Recently, the exosome was thought of as a garbage bag. However, recent studies have shown that they have intriguing roles, and can be used as drug delivery systems and contain key molecules that play a role in tumour development. This review summarizes the latest research on exosome biomarkers. MicroRNAs are the more common molecules found inside exosomes. Improvements in techniques have made the study of exosomal RNA and protein a more feasible endeavor.

It has also been shown that small EVs do not carry the pHluorin tag. Furthermore, the pHluo-M153R-CD63 marker colocalized with classical markers of exosome biogenesis, including HSP70 and flotillin. Therefore, this protein is an excellent tool to study exosome biogenesis in Drosophila.

YKT6 has been shown to be a crucial factor in exosome biogenesis in two separate studies. Depletion of YKT6 decreased TSG101 in human lung cancer cells, while depletion of syntaxin 1A reduced the secretion of Evi-bearing exosomes. Syntaxin 1A, another Q-SNARE, has been shown to inhibit exosome biogenesis in Drosophila S2 cells.

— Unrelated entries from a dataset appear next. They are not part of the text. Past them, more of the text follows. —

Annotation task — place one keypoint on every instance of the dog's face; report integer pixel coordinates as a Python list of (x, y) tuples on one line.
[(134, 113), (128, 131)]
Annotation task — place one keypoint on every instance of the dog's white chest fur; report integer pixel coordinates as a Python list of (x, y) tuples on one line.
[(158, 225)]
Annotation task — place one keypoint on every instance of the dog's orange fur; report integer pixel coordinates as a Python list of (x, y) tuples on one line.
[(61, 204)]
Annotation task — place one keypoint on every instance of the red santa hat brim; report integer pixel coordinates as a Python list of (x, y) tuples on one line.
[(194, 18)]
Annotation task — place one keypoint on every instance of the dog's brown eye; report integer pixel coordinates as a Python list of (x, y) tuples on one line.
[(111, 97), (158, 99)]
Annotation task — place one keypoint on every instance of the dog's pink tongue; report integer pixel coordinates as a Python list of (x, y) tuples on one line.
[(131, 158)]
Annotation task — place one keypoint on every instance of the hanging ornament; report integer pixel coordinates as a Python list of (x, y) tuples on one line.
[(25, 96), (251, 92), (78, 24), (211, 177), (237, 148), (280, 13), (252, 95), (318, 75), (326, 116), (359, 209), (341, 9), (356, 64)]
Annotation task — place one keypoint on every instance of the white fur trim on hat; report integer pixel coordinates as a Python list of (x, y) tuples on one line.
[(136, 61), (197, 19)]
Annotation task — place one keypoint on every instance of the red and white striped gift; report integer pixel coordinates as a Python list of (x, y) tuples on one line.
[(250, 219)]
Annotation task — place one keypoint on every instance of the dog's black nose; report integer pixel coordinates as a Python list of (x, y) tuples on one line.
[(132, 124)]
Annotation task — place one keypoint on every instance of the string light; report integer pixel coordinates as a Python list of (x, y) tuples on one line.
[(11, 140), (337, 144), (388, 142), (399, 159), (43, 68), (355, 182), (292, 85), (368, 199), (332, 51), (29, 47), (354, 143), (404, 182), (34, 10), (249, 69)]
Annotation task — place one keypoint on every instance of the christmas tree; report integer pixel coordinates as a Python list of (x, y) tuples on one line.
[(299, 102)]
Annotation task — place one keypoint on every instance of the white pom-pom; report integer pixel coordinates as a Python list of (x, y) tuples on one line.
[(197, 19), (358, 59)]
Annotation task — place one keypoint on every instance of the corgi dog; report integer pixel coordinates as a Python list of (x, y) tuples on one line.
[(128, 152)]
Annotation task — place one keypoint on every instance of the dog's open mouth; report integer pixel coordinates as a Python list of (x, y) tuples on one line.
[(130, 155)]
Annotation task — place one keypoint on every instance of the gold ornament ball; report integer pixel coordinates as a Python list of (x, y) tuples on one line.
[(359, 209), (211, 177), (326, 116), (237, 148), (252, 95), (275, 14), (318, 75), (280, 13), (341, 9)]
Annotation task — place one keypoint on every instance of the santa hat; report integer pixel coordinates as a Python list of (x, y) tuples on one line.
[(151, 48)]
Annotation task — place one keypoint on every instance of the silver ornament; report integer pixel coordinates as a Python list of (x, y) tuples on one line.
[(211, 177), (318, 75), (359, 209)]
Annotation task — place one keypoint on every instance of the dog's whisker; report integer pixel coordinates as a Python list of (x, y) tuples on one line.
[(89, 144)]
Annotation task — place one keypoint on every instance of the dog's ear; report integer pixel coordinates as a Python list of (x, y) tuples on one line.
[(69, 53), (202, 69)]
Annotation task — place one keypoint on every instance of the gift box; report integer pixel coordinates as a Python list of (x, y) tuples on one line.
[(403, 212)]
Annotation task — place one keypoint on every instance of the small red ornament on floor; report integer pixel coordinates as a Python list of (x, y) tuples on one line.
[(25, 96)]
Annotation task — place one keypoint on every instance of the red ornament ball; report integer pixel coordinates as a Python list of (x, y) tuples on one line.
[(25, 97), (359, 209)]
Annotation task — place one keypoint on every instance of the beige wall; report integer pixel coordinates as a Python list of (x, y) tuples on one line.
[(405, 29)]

Although exosomes are cell-specific, the release of these vesicles is regulated by different cellular conditions and by external factors. Different cells in Drosophila have different vesicles with different protein compositions. These differences in exosome release have been discovered using a method called ultracentrifugation. However, kinetic studies are not very common in the literature.

The study by Murrow et al. suggests that ATG12-ATG3 deficiency leads to impaired basal autophagy in Drosophila, but does not affect starvation-induced autophagy. Interestingly, exosome release is measured by a marker that measures the total amount of protein in exosomes. This suggests a link between exosomes and autophagy.